Verschillen tussen korte en lange termijn

Het belangrijkste verschil tussen de macro-economische theorie van de korte en lange termijn is het gedrag van de prijzen. Op lange termijn zijn prijzen flexibel en kunnen ze reageren op veranderingen in vraag en aanbod. Daarentegen zijn op korte termijn veel prijzen star en vastgelegd op een bepaald niveau. Vanwege dit verschillende prijsengedrag op korte en lange termijn hebben economische gebeurtenissen en beleid verschillende effecten, afhankelijk van de geanalyseerde tijdshorizon.

Op korte termijn worden schommelingen in productie veroorzaakt door veranderingen in de vraag, en wordt aangenomen dat bedrijven bereid zijn om zoveel te leveren als gevraagd wordt. Met andere woorden, beperkingen aan het aanbod worden vaak genegeerd. Op lange termijn worden andere onderwerpen besproken, zoals het onderwijssysteem, spaarratio's en de rol van de overheid.

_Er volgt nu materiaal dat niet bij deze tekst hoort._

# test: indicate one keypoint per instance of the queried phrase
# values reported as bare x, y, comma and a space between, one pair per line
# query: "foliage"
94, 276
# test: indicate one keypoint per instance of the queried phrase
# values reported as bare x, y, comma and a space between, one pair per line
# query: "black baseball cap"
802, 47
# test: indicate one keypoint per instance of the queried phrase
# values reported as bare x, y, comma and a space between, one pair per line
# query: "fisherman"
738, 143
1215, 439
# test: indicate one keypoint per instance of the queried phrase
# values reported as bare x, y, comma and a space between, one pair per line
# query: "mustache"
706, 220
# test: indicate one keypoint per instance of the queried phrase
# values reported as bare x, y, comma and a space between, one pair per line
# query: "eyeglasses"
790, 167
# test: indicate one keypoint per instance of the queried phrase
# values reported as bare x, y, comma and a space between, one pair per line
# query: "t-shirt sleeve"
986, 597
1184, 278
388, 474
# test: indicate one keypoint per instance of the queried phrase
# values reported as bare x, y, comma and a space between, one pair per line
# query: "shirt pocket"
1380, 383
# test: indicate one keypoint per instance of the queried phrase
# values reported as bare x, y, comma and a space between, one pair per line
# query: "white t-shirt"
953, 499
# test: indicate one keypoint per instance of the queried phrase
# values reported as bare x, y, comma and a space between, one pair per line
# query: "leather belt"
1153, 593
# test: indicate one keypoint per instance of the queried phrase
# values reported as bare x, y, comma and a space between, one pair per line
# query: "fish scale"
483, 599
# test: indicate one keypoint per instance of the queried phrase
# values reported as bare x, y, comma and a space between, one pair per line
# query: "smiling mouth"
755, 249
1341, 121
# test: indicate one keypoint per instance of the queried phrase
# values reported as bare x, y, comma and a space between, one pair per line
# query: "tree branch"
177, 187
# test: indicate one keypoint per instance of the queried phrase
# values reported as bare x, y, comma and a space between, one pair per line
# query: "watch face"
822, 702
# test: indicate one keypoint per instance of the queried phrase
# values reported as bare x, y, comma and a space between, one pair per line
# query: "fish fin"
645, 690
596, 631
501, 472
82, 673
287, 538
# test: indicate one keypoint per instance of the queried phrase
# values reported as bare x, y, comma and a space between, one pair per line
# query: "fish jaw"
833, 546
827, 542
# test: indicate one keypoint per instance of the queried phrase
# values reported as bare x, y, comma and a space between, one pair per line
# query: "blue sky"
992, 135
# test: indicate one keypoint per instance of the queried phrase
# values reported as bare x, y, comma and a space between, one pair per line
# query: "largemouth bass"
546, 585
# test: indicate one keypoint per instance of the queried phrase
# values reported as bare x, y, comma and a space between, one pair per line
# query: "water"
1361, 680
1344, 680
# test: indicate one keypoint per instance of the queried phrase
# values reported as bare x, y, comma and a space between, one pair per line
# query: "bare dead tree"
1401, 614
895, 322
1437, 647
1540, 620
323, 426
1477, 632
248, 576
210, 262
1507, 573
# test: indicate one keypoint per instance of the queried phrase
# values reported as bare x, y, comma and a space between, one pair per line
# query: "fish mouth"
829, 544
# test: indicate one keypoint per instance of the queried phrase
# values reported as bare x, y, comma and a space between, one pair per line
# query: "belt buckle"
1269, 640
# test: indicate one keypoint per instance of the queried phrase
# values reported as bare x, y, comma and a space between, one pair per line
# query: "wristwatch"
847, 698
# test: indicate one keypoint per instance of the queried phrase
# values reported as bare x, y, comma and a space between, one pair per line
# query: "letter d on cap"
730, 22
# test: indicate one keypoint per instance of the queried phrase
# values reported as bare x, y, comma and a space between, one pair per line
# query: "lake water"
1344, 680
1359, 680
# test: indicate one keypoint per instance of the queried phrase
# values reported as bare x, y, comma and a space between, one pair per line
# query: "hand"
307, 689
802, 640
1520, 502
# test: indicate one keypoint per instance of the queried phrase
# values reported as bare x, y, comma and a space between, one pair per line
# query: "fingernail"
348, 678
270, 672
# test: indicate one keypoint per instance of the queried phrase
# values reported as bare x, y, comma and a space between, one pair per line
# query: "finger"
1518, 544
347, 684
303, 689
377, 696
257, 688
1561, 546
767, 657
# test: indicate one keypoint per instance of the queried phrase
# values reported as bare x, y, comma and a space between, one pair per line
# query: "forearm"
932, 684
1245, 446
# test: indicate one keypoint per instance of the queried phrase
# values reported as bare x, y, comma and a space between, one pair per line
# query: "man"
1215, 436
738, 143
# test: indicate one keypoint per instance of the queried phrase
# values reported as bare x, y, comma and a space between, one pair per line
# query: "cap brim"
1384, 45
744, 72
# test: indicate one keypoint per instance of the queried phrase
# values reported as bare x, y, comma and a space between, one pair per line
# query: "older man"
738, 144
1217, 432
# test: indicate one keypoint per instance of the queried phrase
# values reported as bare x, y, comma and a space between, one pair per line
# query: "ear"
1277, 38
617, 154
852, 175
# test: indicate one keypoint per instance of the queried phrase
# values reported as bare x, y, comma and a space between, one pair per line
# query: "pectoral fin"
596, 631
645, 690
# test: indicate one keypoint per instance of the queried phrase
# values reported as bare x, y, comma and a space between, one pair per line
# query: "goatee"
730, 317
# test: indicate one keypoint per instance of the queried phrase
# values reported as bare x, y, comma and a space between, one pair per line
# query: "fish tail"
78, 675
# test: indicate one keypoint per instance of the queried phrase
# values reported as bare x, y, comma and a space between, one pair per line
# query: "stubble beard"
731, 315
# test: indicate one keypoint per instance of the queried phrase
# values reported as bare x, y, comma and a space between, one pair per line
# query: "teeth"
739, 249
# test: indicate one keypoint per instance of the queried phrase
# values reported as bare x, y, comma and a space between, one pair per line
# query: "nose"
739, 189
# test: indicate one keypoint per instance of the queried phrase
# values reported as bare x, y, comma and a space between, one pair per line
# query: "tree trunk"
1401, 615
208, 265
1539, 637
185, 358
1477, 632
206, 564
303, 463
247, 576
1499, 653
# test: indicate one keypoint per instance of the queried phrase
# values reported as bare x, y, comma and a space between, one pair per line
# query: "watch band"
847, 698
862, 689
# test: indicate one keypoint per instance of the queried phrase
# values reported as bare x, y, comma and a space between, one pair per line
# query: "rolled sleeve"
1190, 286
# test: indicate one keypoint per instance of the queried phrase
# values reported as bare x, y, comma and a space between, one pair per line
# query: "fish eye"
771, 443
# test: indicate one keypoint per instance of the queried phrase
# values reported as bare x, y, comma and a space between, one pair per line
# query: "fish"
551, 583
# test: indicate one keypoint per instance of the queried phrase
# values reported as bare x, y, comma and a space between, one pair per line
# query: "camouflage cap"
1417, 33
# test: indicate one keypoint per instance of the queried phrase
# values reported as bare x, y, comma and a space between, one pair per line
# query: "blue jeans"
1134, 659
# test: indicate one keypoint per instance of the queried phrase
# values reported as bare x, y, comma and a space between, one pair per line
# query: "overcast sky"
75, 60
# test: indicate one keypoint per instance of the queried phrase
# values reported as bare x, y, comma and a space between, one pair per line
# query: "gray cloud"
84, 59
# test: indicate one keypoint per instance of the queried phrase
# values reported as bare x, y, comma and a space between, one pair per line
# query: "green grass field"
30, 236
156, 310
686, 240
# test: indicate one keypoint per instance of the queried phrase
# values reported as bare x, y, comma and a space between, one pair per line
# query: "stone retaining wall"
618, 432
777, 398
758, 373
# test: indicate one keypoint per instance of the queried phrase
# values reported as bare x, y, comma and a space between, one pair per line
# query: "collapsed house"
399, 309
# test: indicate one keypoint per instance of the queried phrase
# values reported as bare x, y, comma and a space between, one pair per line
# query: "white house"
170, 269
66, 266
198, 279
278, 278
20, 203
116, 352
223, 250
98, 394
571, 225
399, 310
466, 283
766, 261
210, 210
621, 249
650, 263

Een toename van de geldhoeveelheid door de centrale bank, volgens het klassieke model waar de klassieke dichotomie en monetaire neutraliteit gelden, veroorzaakt geen schommelingen in productie of werkgelegenheid. Echter, op korte termijn reageren veel prijzen niet op de toename van de geldhoeveelheid. Deze prijsstarheid impliceert dat de impact op korte termijn niet dezelfde is als op lange termijn.

Een model dat economische fluctuaties wil verklaren, moet rekening houden met deze prijsstarheid op korte termijn. Het falen van prijzen om zich onmiddellijk aan te passen aan veranderingen in de geldhoeveelheid impliceert dat op korte termijn reële variabelen zoals productie en werkgelegenheid een deel van de aanpassing op zich kunnen nemen.

Conclusie

Samenvattend: op korte termijn zijn prijzen star en geldt de klassieke dichotomie niet. Nominale variabelen kunnen invloed hebben op reële variabelen en de economie kan afwijken van de trend die door langetermijnmodellen wordt voorspeld. Daarentegen zijn prijzen op lange termijn flexibel en geldt de klassieke dichotomie, en volgt de economie een langetermijntrend die wordt verklaard door deze modellen.

Let op: er is geen specifieke tijdsperiode vastgesteld voor korte en lange termijn. Er bestaat geen standaard voor elke tijdshorizon, maar als algemene regel wordt de korte termijn vaak gebruikt voor veranderingen van jaar tot jaar of korter, en de lange termijn voor veranderingen over decennia. Ook wordt vaak de middellange termijn genoemd om te verklaren hoe de economie overgaat van korte naar lange termijn.